L’histoire de Magellan remporte tous les suffrages.
Puis chaque enfant fait sa première image, sans trop y croire.
Roland court dans tous les sens et met plus d'une heure à choisir sa photo.
Stéphanie cale méticuleusement sa boîte, enlève le scotch, prend son image.
Quelques instants plus tard, je la vois prendre une seconde photo avec la même boîte...

La magie du laboratoire opère doucement.
Les enfants déposent d'un geste maladroit et brutal les feuilles émulsionnées dans le révélateur.
Le produit, agité violemment, sort de la cuvette...
Prendre soin d'une boîte, mettre la feuille de façon méticuleuse, calculer un temps de pose, tout cela semble étranger à ce petit monde, où aucun interdit, aucun danger, aucune retenue ne viennent entraver la liberté...
Difficile d’être précis sur une île où le temps ne compte pas.

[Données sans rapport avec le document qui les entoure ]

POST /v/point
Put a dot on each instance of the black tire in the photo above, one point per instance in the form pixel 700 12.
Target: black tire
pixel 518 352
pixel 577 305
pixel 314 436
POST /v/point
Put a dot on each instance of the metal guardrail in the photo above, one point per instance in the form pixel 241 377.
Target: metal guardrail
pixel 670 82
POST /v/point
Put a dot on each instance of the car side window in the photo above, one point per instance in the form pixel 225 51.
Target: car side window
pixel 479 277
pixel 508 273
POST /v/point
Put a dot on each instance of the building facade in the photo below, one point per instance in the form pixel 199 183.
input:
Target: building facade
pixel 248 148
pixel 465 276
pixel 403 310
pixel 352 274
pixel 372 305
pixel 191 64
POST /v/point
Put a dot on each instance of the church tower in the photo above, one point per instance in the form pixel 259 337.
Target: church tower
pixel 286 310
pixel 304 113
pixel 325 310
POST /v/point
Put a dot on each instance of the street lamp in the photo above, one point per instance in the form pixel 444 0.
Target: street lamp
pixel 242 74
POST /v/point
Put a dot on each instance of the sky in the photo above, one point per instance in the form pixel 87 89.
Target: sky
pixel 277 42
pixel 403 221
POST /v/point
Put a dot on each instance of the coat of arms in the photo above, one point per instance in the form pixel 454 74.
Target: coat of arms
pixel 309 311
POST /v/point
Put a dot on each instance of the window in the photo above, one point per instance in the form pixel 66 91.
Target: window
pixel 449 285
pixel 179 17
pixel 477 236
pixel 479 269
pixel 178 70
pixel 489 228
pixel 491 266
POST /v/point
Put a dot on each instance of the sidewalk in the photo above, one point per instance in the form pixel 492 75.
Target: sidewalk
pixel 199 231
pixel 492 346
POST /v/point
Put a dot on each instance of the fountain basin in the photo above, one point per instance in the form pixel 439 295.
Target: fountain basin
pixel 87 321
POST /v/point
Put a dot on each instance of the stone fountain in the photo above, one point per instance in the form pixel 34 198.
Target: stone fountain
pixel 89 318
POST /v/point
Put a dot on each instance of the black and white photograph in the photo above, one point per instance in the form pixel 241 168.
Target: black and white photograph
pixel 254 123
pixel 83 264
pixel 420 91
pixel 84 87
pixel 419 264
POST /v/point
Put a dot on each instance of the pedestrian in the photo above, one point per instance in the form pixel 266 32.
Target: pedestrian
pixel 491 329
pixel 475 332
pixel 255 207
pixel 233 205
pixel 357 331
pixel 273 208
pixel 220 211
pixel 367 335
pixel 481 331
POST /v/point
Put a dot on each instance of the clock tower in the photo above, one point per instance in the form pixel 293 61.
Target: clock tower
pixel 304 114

Tous les matin, dès 6 heures, ils frappent à notre porte.
L’île est superbe, et les gamins sont fiers de nous la faire découvrir.
Un véritable paradis, mis à part le vent très violent, qui fait bouger les sténopés, et la pluie…, qui n’empêche pas nos photographes en herbe de compter leur long temps de pose: cinéma 1, cinéma 2, cinéma 3 - 4, 5, 8, 13… ici, la machine s’affole parfois jusqu'à 300…
Nous traversons en baleinière la baie du volcan, ouverte sur la mer.
Les enfants filent de tous côtés, s’enfonçant jusqu’aux genoux dans une tarodière. Vérica renonce à faire la photo d’un pandanus, car «sous la plante se trouvent les tombes des anciens…», un lieu tabou.

Mahara cherche désespérément un sujet, fait le tour d'un jardin potager et découvre un cochon, dont il tire le portrait en décrétant:
«Le cochon, il est bien dans ma boîte.»
Le temple, les chapiteaux où se réunissent les femmes, le cimetière dans la montagne, les champs d’ananas… l’île se révèle sur fond de fête nationale, de danses et de concours.


Les deux villages ont été réunis à l’occasion de l’exposition.
Colliers en coquillages, chapeaux finement tressés, régimes de bananes, banquet et danses jusqu’à l’aube…
Rapa nous fait ses adieux.
La pluie a envahi les montagnes.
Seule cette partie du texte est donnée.